Affamer, se dit aussi figurément dans ces phrases.

Affamer son écriture, la rendre trop déliée, trop maigre.

Affamer un habit, un ameublement, y épargner trop l’étoffe. Acad. Fr. Dans ce sens il se dit plus ordinairement au participe, que je crois même peu usité. Écriture affamée, habit affamé, me paroît une expression tirée par les cheveux.

AFFAMÉ, ÉE. part. Famelicus, fame pressus. Il est cruel comme un loup affamé, pressé de la faim.

Affamé, se dit figurément en choses morales & spirituelles, & signifie, une personne qui désire ardemment quelque chose, qui a une passion extrême d’en jouir. Cupidus, incensus, inflammatus fludio alicujus rei. Ce Prince est affamé de gloire. Cet homme est affamé de nouvelles. Il est affamé d’argent. Pensez-vous que ce soit un homme affamé de femmes ? Mol. Ce qui rend la solitude insupportable à la plûpart des gens, c’est que leur cœur demeure vide & affamé de louange, & qu’étant privé de cette nourriture ordinaire, il ne trouve pas dans soi-même de quoi se remplir. Port-R.

Affamé, se dit dans le commerce, d’un homme qui a toujours besoin d’argent, qui a trop souvent recours au crédit, ou à la bourse de ses amis.

Affamé, se dit aussi dans le style familier des choses qui sont faites avec avarice, ou épargne, ou qui n’ont pas la grandeur ou la grosseur requise. Constrictus, Arctatus. Ainsi on dit qu’un habit est trop affamé, ou trop étroit ; un caractère, une lettre affamée, qui n’est pas bien nourrie, ou assez chargée d’encre. Macer, tenuis, tenuior, exilis, exilior, gracilis. Voyez Affamer.

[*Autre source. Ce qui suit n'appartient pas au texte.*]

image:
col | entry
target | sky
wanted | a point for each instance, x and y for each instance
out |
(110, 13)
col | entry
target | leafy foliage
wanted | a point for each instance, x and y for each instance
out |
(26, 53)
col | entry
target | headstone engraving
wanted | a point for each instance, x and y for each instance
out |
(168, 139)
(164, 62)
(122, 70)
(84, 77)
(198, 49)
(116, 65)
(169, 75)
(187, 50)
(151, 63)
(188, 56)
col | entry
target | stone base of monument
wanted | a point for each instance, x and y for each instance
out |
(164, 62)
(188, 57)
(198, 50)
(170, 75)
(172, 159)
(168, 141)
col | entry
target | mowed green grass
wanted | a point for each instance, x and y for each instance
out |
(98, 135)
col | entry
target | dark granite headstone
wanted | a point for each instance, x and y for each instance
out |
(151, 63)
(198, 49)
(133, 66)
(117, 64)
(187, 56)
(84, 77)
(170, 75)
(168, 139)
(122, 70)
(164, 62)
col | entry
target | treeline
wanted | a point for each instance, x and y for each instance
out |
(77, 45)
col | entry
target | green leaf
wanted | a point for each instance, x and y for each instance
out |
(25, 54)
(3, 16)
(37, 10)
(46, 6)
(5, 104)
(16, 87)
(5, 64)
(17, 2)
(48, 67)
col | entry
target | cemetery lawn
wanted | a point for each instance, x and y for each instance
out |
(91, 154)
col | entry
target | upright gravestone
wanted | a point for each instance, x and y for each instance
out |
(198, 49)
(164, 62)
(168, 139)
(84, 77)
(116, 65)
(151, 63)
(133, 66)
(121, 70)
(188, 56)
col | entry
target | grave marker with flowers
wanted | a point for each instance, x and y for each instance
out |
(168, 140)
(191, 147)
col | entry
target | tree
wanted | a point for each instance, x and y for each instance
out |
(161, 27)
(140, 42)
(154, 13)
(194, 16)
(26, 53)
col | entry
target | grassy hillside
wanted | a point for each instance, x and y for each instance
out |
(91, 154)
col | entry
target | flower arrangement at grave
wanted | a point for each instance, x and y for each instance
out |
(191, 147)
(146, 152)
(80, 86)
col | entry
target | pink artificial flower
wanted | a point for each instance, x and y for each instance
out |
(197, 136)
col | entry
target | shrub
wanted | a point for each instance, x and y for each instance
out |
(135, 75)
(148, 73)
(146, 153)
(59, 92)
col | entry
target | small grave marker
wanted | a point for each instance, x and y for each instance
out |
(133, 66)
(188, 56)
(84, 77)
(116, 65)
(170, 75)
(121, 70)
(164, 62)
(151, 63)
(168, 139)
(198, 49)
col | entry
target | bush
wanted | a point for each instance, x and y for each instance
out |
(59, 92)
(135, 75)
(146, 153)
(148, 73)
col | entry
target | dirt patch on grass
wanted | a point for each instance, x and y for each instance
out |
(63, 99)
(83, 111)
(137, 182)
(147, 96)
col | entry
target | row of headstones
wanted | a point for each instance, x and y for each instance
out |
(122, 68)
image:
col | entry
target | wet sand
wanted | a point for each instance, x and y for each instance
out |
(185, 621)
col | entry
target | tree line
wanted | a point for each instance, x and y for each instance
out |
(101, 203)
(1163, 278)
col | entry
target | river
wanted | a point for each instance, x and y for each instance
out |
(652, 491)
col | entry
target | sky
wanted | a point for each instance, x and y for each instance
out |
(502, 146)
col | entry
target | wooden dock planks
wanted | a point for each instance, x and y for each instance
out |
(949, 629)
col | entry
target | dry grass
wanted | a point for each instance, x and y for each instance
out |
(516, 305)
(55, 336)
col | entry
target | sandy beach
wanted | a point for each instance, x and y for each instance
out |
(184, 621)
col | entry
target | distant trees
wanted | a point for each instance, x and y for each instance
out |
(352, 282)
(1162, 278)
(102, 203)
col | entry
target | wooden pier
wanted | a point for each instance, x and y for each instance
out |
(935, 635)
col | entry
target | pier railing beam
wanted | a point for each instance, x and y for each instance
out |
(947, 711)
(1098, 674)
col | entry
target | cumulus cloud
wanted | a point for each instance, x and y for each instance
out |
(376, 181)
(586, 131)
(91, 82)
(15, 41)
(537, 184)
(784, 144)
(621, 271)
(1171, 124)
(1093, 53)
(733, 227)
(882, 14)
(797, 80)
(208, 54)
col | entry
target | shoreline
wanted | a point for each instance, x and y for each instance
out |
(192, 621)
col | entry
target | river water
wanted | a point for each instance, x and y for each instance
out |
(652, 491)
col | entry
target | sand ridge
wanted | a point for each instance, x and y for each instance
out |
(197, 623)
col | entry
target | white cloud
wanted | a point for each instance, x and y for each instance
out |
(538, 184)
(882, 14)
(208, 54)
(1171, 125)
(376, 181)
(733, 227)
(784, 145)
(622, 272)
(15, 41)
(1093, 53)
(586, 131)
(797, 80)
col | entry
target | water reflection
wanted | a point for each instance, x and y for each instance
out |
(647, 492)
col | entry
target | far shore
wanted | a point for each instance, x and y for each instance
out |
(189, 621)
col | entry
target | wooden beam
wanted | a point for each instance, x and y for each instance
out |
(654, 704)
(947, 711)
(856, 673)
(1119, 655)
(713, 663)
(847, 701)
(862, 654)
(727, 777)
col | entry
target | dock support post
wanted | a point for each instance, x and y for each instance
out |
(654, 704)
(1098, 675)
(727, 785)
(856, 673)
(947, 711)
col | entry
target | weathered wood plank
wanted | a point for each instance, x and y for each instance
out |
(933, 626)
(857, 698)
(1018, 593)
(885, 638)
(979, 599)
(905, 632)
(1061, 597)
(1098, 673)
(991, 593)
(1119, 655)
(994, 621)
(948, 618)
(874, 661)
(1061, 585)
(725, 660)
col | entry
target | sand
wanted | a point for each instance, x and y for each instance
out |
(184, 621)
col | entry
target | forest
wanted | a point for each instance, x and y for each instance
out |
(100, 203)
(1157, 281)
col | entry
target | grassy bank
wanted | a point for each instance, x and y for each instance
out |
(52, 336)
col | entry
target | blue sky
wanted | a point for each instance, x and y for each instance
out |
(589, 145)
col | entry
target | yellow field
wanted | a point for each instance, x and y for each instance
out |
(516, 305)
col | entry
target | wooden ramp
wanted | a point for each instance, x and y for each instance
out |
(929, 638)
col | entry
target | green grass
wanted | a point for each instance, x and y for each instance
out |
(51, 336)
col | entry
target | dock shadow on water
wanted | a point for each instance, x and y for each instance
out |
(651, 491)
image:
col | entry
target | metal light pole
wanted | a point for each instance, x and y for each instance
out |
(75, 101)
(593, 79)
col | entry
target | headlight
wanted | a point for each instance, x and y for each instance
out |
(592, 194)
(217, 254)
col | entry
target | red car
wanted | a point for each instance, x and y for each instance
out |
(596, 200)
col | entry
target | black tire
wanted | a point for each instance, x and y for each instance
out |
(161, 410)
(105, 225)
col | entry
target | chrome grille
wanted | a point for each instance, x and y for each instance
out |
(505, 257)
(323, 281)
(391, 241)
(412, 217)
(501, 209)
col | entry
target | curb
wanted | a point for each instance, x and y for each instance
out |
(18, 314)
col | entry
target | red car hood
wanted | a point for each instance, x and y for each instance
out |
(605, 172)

On dit en proverbe, ventre affamé n’a point d’oreilles ; pour dire qu’un homme qui a faim n’écoute guère ce qu’on lui dit. Jejunus venter non audit verba libenter. On appelle un poux affamé, un gueux à qui on a donné un emploi lucratif, dans lequel il veut s’enrichir en peu de temps. Il est affamé comme un jeune levron. Affamé comme un rat d’église. Mascur.